Finance: Financial institutions increasingly use AI for fraud detection and security, analyzing large amounts of historical and real-time data to flag suspicious transactions. Other uses for AI in fintech include loan approvals and wealth management.
Transport: AI is a vital part of autonomous vehicle technology but is also used in several other areas, including traffic management decisions and transport logistics. As the Internet of Things grows, we are also heading for smart cities, where vehicles and infrastructure can communicate and interact.

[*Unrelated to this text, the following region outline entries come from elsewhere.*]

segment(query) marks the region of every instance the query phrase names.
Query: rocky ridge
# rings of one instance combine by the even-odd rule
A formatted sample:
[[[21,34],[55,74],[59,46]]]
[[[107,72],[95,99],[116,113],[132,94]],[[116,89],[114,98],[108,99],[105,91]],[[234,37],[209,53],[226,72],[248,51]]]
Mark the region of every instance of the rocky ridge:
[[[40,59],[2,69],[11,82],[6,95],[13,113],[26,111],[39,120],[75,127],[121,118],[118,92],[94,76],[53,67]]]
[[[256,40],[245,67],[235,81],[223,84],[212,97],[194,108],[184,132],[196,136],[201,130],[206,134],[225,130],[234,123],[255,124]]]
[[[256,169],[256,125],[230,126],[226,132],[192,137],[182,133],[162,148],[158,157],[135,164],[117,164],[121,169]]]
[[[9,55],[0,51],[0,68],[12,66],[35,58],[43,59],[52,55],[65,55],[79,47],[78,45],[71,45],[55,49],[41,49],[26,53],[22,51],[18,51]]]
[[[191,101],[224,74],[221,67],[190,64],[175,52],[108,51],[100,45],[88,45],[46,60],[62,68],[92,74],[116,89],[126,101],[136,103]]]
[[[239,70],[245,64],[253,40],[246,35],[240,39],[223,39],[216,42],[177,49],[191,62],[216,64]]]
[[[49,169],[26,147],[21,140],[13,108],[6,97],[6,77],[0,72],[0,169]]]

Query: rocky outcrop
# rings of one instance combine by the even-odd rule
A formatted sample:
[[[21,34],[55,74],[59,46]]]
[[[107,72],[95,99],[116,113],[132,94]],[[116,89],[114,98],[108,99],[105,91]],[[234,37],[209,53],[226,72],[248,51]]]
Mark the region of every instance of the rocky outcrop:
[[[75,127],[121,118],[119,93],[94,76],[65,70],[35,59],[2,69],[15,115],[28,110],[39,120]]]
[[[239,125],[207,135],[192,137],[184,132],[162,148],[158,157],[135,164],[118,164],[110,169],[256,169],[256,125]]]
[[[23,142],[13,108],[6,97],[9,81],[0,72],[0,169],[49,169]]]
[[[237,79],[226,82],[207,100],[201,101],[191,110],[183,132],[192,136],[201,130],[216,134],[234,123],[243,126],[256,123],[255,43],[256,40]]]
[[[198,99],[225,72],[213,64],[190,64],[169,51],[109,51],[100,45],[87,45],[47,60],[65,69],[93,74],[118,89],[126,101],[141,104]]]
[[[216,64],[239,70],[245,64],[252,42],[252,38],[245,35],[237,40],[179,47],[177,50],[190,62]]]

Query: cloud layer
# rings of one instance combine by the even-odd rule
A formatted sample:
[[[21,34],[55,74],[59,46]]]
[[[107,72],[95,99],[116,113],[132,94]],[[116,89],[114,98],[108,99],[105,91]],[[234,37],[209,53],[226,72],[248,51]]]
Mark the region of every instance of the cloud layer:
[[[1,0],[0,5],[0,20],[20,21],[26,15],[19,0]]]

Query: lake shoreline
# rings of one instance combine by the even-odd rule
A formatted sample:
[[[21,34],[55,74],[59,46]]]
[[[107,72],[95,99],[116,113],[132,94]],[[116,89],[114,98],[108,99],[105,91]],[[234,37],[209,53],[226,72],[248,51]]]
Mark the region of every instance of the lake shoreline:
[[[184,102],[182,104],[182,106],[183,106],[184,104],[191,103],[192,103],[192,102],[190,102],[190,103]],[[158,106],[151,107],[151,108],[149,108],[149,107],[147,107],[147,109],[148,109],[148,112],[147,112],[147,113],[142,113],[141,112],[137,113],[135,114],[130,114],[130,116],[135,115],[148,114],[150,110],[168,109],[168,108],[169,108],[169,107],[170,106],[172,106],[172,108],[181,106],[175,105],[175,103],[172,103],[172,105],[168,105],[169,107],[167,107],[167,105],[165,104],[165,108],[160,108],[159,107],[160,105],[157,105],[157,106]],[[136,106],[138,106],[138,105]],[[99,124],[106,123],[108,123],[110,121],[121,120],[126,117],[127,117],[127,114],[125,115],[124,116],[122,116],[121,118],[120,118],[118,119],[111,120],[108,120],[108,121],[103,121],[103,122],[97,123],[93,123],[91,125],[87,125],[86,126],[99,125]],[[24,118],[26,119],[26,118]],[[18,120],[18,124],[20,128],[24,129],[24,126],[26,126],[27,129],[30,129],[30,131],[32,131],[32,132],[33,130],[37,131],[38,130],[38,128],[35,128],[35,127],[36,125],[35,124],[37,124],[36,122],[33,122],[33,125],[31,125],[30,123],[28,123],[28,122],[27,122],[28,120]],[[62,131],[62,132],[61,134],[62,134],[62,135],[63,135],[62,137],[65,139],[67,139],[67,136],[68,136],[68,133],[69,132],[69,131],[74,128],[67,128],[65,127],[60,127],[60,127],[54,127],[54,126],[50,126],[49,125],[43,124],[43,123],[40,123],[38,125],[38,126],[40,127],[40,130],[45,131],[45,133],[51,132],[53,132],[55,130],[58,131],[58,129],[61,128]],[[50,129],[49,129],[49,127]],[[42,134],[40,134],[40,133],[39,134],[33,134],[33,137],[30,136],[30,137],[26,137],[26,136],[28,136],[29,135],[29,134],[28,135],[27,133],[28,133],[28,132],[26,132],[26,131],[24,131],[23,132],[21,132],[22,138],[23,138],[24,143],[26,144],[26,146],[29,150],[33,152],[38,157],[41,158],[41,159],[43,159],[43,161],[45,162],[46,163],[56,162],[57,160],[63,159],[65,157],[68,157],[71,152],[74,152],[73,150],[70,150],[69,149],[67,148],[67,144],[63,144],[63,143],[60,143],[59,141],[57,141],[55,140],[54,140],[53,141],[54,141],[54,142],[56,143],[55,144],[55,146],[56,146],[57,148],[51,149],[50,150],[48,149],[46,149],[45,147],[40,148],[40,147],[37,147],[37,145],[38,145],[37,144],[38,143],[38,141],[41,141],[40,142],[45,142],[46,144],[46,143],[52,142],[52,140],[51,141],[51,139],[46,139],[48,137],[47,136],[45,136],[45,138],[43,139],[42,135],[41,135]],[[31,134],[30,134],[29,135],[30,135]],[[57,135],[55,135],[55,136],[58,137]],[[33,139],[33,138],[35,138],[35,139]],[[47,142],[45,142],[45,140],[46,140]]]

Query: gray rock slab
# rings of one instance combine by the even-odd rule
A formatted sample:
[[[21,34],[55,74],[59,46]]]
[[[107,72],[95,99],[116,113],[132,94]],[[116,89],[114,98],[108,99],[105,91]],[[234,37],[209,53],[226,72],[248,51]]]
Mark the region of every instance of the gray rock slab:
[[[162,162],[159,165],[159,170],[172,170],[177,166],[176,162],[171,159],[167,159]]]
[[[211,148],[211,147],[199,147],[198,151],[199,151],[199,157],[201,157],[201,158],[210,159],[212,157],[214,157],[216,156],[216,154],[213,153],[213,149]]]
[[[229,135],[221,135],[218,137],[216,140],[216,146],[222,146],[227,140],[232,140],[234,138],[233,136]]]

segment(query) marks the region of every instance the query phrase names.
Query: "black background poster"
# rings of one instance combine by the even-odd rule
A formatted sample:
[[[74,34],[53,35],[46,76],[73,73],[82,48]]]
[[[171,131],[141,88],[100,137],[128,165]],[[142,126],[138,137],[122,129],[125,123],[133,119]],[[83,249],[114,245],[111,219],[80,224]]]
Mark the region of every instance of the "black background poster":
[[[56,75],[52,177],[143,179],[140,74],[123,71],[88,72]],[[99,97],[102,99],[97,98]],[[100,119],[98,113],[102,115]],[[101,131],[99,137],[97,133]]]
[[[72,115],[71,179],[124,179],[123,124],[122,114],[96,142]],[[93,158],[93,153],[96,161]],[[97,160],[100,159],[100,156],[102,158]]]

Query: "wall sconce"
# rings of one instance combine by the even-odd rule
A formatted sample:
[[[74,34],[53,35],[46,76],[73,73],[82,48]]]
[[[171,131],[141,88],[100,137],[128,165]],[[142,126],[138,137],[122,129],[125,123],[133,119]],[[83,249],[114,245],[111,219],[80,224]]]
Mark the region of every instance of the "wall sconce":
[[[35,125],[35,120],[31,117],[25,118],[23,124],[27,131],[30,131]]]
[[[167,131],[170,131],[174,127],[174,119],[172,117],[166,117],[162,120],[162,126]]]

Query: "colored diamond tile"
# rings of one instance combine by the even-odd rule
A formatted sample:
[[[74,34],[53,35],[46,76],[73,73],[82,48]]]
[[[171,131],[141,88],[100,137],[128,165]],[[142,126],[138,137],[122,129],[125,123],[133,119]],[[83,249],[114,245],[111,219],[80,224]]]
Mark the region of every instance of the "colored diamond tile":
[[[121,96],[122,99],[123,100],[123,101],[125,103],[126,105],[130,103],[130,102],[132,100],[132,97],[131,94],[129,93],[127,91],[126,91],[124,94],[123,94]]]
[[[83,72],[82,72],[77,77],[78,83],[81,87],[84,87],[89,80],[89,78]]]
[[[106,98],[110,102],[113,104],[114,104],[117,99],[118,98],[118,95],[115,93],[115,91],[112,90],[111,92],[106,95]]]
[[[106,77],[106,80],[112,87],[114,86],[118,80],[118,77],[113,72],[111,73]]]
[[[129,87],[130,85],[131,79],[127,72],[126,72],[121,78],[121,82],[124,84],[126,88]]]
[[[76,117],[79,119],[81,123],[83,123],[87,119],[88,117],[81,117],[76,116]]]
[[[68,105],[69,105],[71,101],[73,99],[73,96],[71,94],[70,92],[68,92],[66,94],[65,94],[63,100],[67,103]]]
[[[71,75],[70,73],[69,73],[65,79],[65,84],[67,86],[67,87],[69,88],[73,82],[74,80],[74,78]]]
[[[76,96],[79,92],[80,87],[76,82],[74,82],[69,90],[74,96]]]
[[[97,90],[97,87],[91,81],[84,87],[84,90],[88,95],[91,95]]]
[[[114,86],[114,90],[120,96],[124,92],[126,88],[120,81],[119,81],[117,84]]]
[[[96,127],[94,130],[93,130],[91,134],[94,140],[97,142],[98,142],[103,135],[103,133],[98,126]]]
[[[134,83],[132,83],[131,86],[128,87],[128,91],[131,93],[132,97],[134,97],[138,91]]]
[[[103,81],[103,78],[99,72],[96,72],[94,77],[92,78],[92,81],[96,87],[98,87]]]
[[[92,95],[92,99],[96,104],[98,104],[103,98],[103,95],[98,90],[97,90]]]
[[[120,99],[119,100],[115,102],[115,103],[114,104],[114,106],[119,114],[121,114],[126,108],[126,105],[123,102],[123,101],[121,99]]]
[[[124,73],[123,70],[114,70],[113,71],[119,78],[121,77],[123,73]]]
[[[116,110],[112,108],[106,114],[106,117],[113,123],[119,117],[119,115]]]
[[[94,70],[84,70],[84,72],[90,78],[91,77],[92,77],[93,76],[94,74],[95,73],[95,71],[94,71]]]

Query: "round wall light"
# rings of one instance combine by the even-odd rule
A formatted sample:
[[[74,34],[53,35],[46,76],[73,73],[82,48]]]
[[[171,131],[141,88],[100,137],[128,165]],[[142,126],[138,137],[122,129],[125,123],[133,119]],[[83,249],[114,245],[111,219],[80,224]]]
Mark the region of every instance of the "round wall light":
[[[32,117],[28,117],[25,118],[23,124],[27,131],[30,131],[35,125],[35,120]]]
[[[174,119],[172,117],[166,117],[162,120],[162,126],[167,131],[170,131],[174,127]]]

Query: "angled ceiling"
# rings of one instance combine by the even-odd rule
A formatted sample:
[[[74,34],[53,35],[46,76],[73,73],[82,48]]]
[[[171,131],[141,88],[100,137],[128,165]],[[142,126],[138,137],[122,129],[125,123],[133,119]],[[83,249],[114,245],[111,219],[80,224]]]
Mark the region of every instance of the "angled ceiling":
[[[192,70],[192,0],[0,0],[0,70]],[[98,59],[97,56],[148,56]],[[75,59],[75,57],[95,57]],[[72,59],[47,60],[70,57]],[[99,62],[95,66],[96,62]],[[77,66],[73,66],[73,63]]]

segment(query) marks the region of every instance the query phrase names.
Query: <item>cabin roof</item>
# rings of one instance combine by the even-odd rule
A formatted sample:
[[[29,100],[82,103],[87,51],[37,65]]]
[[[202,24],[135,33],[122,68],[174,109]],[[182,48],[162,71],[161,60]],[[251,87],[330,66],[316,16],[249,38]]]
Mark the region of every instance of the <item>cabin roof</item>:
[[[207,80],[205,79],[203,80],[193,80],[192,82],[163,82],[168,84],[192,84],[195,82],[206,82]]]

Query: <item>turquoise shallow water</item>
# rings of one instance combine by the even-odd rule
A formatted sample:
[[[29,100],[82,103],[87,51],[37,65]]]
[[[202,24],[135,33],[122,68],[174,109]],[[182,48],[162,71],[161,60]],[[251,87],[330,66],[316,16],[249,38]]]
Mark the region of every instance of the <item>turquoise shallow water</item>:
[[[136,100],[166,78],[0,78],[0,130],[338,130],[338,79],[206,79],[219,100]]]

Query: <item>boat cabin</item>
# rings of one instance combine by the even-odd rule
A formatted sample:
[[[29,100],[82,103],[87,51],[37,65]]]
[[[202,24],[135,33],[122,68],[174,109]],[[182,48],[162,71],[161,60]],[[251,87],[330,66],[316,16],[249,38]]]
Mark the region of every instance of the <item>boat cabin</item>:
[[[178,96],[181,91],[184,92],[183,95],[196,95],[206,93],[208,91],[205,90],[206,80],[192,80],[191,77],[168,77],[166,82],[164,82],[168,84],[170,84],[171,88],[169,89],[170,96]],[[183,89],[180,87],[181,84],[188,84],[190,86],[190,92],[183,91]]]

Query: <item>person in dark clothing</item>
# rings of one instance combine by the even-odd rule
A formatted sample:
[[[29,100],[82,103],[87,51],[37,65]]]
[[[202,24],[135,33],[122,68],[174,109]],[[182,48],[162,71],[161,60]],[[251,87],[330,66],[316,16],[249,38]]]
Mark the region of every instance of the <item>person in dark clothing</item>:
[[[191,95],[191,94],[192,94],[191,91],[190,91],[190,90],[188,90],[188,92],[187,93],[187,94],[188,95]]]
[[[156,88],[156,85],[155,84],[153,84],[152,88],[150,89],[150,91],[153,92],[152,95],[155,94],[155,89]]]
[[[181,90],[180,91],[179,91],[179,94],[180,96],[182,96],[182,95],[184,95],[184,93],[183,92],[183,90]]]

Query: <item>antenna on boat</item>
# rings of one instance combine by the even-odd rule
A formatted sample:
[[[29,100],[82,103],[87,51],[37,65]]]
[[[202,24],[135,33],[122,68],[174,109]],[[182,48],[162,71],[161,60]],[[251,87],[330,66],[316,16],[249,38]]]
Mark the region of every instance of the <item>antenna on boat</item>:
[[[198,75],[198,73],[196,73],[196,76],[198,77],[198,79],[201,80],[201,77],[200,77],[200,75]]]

The future of AI in business
As we have seen, AI is already being put to multiple uses in businesses of all kinds. It’s more commonly used in some sectors than others, but there is still plenty of room for expansion. According to the IBM Global AI Adoption Index for 2022, the global AI adoption rate currently stands at 35%. That means two-thirds of organizations worldwide are yet to employ AI, and there’s no doubt that the take-up will continue. A further 42% of businesses in the survey – which looked at more than 8,500 businesses in territories including the US, China, India, Australia, Latin America, and Europe – said they were exploring AI and intending to implement it soon. Two-thirds (66%) of companies are already using or planning to use AI to help them reach sustainability goals. Other benefits cited include cost savings and efficiencies, improvements in IT or network performance, and better experiences for customers.
Barriers to increasing AI adoption do remain, though. The top reasons given by organizations barring the successful implementation of artificial intelligence include limited skills, knowledge, or expertise in AI (cited by just over a third or 34% of companies), cost (29%), a lack of tools or platforms to develop models (25%), projects being too complex or difficult to integrate and scale (24%), and
too much data complexity (24%).
The report also found that most businesses employing AI still needed to take steps to ensure the trustworthiness of their AI systems, including addressing bias, tracking variations in performance, and the ability to explain AI-driven decisions adequately. It seems likely that many of these issues and barriers will be addressed and overcome as the technology continues to improve and mature. It also seems inevitable that more and more organizations will take the plunge into adoption as the benefits become impossible to ignore and competitors take an AI-powered edge.
It’s impossible to foresee every way that AI will evolve in the future and the possibilities it will enable. Driverless cars have been predicted for decades, but only recent improvements in AI (along with other technologies like LIDAR and advanced sensing systems) have started to make them a reality. As we get closer to General AI, systems will also become more versatile and able to take on different tasks rather than sticking to narrow specializations. Whatever happens in the future, artificial intelligence looks like playing a large part.